Esse corte anunciado agora foi estratégico. A intenção foi retirar as verbas adicionais – que seriam os R$ 5,47 bilhões – para que o piso nacional da Saúde não crescesse. Desta forma, não aumentaria o recurso que a União teria que pagar por conta da Emenda 29 para o ano que vem.
Os cortes mês a mês na Saúde refletem o descaso do governo federal no setor. Mais uma vez, vemos o equívoco da União no que tange à saúde dos brasileiros. Em vez de tentar reparar o erro dos vetos, a presidente Dilma demonstra que a Saúde não é prioridade em seu governo. Enquanto isso, a responsabilidade pela Saúde fica nas mãos dos Estados e municípios, que terão que arcar com 12% e 15%, respectivamente, de seu orçamento anual.

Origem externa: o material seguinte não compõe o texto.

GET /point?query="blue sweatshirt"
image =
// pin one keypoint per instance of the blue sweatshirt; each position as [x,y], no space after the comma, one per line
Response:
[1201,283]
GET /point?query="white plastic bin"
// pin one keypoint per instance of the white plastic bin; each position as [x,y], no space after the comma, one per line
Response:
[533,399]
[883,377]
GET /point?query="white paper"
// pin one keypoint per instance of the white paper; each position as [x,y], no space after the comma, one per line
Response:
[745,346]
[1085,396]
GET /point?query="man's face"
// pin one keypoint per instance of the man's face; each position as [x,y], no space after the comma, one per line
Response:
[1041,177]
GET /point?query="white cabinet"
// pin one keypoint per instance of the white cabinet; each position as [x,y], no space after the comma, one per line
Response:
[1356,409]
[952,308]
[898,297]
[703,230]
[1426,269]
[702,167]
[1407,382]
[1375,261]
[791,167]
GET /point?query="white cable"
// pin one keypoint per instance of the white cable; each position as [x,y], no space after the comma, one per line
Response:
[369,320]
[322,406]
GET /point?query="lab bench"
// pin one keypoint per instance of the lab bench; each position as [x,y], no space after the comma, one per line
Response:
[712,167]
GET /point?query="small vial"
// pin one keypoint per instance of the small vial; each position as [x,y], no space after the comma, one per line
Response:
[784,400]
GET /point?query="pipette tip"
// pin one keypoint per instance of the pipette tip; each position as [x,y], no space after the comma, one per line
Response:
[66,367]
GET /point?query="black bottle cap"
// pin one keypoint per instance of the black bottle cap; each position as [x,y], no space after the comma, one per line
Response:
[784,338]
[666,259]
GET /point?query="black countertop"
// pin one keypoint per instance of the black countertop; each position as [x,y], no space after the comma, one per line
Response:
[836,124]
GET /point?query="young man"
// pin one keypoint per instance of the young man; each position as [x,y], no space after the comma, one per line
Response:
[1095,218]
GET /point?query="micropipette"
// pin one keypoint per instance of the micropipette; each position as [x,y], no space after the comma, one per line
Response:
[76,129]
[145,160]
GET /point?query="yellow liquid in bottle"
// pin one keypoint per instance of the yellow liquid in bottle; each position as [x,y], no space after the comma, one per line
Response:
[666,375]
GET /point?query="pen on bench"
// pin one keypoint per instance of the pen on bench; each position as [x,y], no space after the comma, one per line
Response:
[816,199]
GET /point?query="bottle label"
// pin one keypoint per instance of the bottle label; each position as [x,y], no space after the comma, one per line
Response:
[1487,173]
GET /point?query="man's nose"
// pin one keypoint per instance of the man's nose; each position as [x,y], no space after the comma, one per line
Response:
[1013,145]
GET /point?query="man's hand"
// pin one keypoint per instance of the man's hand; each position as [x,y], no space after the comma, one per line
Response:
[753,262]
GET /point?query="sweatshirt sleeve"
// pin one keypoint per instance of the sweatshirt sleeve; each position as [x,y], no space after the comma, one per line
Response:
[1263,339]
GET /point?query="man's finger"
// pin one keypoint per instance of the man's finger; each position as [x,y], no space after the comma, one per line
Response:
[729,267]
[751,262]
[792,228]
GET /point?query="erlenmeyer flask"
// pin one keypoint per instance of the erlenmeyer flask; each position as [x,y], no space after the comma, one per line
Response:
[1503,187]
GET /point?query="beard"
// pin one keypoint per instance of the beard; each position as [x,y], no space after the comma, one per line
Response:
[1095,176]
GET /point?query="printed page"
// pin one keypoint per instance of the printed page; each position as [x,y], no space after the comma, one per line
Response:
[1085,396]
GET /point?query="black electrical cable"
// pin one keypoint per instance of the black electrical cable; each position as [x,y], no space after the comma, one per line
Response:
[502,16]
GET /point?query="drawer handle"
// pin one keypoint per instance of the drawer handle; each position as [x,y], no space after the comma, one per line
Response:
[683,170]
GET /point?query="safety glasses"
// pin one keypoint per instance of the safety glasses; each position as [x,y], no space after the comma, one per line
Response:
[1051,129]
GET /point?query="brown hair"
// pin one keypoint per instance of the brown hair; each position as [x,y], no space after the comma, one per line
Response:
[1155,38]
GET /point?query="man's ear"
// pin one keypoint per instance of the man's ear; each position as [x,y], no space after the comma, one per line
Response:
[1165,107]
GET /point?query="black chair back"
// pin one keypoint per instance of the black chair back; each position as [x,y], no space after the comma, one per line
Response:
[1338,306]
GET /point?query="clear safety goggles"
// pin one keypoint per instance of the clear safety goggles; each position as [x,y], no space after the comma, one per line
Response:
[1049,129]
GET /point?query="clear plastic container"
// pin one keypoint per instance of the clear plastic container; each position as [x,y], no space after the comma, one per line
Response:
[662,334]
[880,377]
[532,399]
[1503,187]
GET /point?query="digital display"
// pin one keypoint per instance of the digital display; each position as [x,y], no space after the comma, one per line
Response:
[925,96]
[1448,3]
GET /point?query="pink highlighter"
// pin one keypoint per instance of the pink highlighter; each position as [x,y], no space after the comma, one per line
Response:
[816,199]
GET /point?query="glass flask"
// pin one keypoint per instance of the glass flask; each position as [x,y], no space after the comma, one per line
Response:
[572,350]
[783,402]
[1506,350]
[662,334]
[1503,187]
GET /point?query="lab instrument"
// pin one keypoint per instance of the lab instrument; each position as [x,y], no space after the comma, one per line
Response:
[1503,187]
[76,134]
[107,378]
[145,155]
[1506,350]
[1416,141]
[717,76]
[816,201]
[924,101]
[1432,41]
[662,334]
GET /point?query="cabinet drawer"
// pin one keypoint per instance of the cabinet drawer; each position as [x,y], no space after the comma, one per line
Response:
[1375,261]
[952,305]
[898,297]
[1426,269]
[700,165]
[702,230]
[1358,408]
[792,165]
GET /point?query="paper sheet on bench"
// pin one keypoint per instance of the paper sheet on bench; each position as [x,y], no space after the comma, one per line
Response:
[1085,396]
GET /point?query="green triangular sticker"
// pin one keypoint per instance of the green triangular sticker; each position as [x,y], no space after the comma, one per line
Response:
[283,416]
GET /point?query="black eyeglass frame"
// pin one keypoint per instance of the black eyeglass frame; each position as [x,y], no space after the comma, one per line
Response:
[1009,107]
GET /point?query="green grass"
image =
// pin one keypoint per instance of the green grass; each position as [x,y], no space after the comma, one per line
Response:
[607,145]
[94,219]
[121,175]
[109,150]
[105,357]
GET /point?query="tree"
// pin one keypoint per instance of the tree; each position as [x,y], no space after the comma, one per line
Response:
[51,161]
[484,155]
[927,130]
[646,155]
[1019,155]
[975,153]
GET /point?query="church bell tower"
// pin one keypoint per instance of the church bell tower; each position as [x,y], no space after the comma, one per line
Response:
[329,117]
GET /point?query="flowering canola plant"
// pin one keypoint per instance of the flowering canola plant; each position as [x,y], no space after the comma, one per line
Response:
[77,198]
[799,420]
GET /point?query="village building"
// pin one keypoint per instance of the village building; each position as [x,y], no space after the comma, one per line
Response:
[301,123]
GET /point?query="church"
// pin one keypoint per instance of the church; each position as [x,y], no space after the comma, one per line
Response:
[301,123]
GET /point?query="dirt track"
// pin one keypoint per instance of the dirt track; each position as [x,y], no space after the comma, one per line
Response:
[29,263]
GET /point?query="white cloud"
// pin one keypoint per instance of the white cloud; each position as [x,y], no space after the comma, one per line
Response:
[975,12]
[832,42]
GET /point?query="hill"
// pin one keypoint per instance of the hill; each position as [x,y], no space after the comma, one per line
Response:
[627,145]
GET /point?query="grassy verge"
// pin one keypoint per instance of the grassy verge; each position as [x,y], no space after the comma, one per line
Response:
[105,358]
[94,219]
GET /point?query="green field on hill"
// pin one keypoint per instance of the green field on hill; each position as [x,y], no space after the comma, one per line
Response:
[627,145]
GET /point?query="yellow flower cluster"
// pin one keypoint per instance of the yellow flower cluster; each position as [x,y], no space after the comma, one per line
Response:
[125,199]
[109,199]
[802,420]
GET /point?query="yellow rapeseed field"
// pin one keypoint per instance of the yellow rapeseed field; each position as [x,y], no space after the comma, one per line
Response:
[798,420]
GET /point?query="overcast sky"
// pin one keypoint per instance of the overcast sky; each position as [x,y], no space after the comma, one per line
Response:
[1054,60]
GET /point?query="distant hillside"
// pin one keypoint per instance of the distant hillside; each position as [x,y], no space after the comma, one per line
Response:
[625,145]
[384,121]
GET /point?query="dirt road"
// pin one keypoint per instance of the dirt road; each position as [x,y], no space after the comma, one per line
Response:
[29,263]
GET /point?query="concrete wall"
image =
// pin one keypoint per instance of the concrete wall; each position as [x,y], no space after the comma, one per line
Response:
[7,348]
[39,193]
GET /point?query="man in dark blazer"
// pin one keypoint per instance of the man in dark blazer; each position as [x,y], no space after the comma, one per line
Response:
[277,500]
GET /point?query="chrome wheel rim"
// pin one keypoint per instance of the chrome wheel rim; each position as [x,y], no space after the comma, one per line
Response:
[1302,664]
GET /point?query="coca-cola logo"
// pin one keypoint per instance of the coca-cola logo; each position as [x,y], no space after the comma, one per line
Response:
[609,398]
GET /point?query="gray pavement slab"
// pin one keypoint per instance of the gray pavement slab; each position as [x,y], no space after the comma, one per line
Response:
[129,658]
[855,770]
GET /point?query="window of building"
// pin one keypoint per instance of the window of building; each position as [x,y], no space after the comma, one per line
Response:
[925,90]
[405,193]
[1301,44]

*Deputado estadual Carlos Mosconi (PSDB-MG) é autor da Emenda Constitucional 29/2000 em sua forma original; presidente da Comissão de Saúde da ALMG; secretário-geral do PSDB-MG; foi deputado federal por quatro mandatos; foi relator da Subcomissão de Saúde, Seguridade e Meio Ambiente da Constituinte Federal; e está na segunda legislatura de deputado estadual.